A cela, la littérature, lue diversement par Blanchot, par Foucault, ou par Quignard, avec les fortunes que l’on sait, répond par le vide dans lequel elle se déploie ; non le vide d’où elle part, car elle part toujours de ce qui a déjà été dit, de quelque reste, puisé sur le rivage, dans la vie, quelque part, mais où elle démontre, comme Titus derrière le rideau du temple, qu’il n’y a là, finalement, rien. Je pense que Flaubert avec sa bêtise, que Balzac avec sa grosse bête sociale dévoratrice du genre humain, et même que Stendhal avec sa gaieté pour happy few ne sont en désaccord ni avec le triomphe de la mort, ni avec le rien qui est au fond de leur geste – au fond le plus secret, peut-être, mais aussi le plus béant de leur geste.

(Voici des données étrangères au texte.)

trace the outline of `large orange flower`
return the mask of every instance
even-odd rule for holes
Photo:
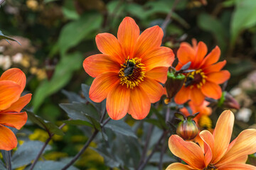
[[[188,165],[174,163],[166,170],[255,170],[256,166],[245,162],[248,154],[256,152],[256,130],[243,130],[230,143],[234,119],[230,110],[224,111],[218,120],[213,135],[208,130],[200,132],[204,141],[201,146],[184,141],[176,135],[171,135],[169,140],[170,150]]]
[[[17,146],[14,133],[5,126],[19,130],[27,120],[26,113],[21,110],[32,95],[21,97],[25,85],[26,76],[19,69],[9,69],[0,77],[0,149],[11,150]]]
[[[206,96],[214,99],[221,97],[222,90],[219,84],[227,81],[230,74],[220,69],[226,61],[217,62],[220,56],[220,50],[216,46],[206,57],[207,47],[203,42],[197,44],[193,39],[193,47],[187,42],[182,42],[178,50],[178,64],[176,69],[179,70],[183,65],[191,62],[190,69],[196,71],[186,74],[184,85],[175,96],[175,102],[182,104],[191,100],[196,105],[201,105]],[[217,63],[216,63],[217,62]]]
[[[128,112],[135,119],[143,119],[150,103],[160,99],[163,87],[159,82],[166,81],[174,59],[170,48],[160,47],[163,35],[159,26],[139,35],[135,21],[126,17],[119,27],[117,39],[110,33],[96,36],[97,46],[103,54],[86,58],[83,67],[96,77],[90,98],[95,102],[107,98],[111,118],[121,119]]]

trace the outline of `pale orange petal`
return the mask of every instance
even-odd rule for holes
[[[21,93],[21,86],[10,80],[0,81],[0,110],[4,110],[16,101]]]
[[[160,100],[163,94],[164,88],[159,83],[149,77],[146,77],[139,86],[148,95],[151,103],[155,103]]]
[[[0,124],[21,129],[26,123],[28,115],[26,112],[22,113],[1,113]]]
[[[139,86],[131,90],[128,113],[134,119],[144,119],[149,113],[150,101],[146,92]]]
[[[125,57],[116,37],[110,33],[100,33],[96,35],[96,44],[99,50],[103,54],[110,55],[112,59],[119,64],[125,62]]]
[[[245,164],[236,164],[233,163],[230,164],[226,164],[218,167],[219,170],[256,170],[256,166]]]
[[[222,90],[219,85],[210,81],[206,81],[201,87],[203,94],[208,98],[218,99],[221,97]]]
[[[1,80],[11,80],[16,82],[21,86],[21,91],[25,88],[26,75],[19,69],[13,68],[5,71],[0,77],[0,81]]]
[[[8,112],[20,112],[31,100],[31,94],[28,94],[20,97],[18,101],[11,105],[4,111]]]
[[[151,50],[160,47],[163,36],[163,30],[159,26],[147,28],[138,38],[132,57],[143,58]]]
[[[224,60],[219,62],[213,65],[208,66],[206,68],[203,69],[203,72],[206,74],[208,74],[210,72],[220,72],[220,70],[222,69],[222,68],[223,68],[223,67],[225,65],[226,62],[226,60]]]
[[[184,141],[179,136],[174,135],[169,140],[169,147],[175,156],[181,158],[191,167],[196,169],[203,169],[206,167],[203,151],[196,143]]]
[[[89,96],[95,102],[102,102],[112,90],[113,86],[120,80],[118,74],[114,72],[103,73],[97,76],[91,85]]]
[[[0,125],[0,150],[11,150],[17,146],[17,138],[6,127]]]
[[[236,159],[256,152],[256,130],[243,130],[236,138],[232,147],[220,159],[218,164],[225,164],[235,162]]]
[[[159,47],[148,53],[142,60],[144,64],[146,72],[157,67],[170,67],[174,60],[173,51],[166,47]]]
[[[206,79],[211,82],[220,84],[226,81],[230,78],[230,73],[227,70],[222,70],[218,72],[213,72],[207,74]]]
[[[213,159],[214,138],[213,135],[208,130],[203,130],[199,135],[204,142],[205,164],[206,166],[208,166]]]
[[[121,65],[110,56],[100,54],[87,57],[82,64],[85,72],[91,76],[96,77],[105,72],[118,73]]]
[[[139,28],[134,20],[130,17],[125,17],[118,28],[117,39],[126,57],[129,56],[133,51],[139,36]]]
[[[191,96],[191,89],[189,87],[186,88],[183,86],[181,90],[175,96],[174,101],[177,104],[183,104],[186,102]]]
[[[192,67],[197,68],[200,66],[200,64],[203,62],[204,57],[207,54],[207,50],[208,50],[206,45],[203,42],[200,41],[196,48],[196,55],[195,61],[191,64]]]
[[[167,79],[168,67],[158,67],[146,72],[146,76],[164,84]]]
[[[191,102],[196,106],[200,106],[203,104],[206,96],[201,92],[201,89],[198,89],[197,87],[193,87],[191,91]]]
[[[202,68],[206,68],[218,62],[220,57],[220,50],[219,47],[216,46],[203,60]]]
[[[192,169],[188,165],[182,164],[181,163],[173,163],[168,166],[168,167],[166,169],[166,170],[191,170],[191,169]]]
[[[230,110],[225,110],[220,115],[213,132],[214,150],[213,164],[217,163],[225,154],[230,142],[235,116]]]
[[[130,100],[130,89],[117,84],[107,97],[107,111],[113,120],[119,120],[127,113]]]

Savez-vous quel est le lieu qui est le plus éloigné de l’apparition de la lumière ? De sa première et native apparition ? C’est le lieu qui fascine aussi bien Quignard que Hegel, ou que Claudel dans son Tête d’or. Ce lieu, c’est évidemment celui du soleil couchant. L’ouest. L’occident.
Invention occidentale de la littérature.
Habiter en étranger la langue romaine, produire en elle une sécession, faire advenir, malgré elle et son penchant, la nouveauté, la création, et non ces extases devant le rien dont Quignard nous a donné une somptueuse démonstration, mais pour quoi, au fond – habiter en étranger la langue de l’empire du rien pour en faire surgir quelque chose, voilà ce qu’ont fait, à mon avis, tous les grands poètes et les grands écrivains de qu’on ce appelait plaisamment, jadis, la zone indo-européenne.
Mais alors, nous conviendrons qu’il ne faut pas appeler cela la littérature. Vous savez quoi ? Il n’y a pas encore de nom pour ça. Et moi, quoiqu’en disent les pleureuses, ça me réjouit.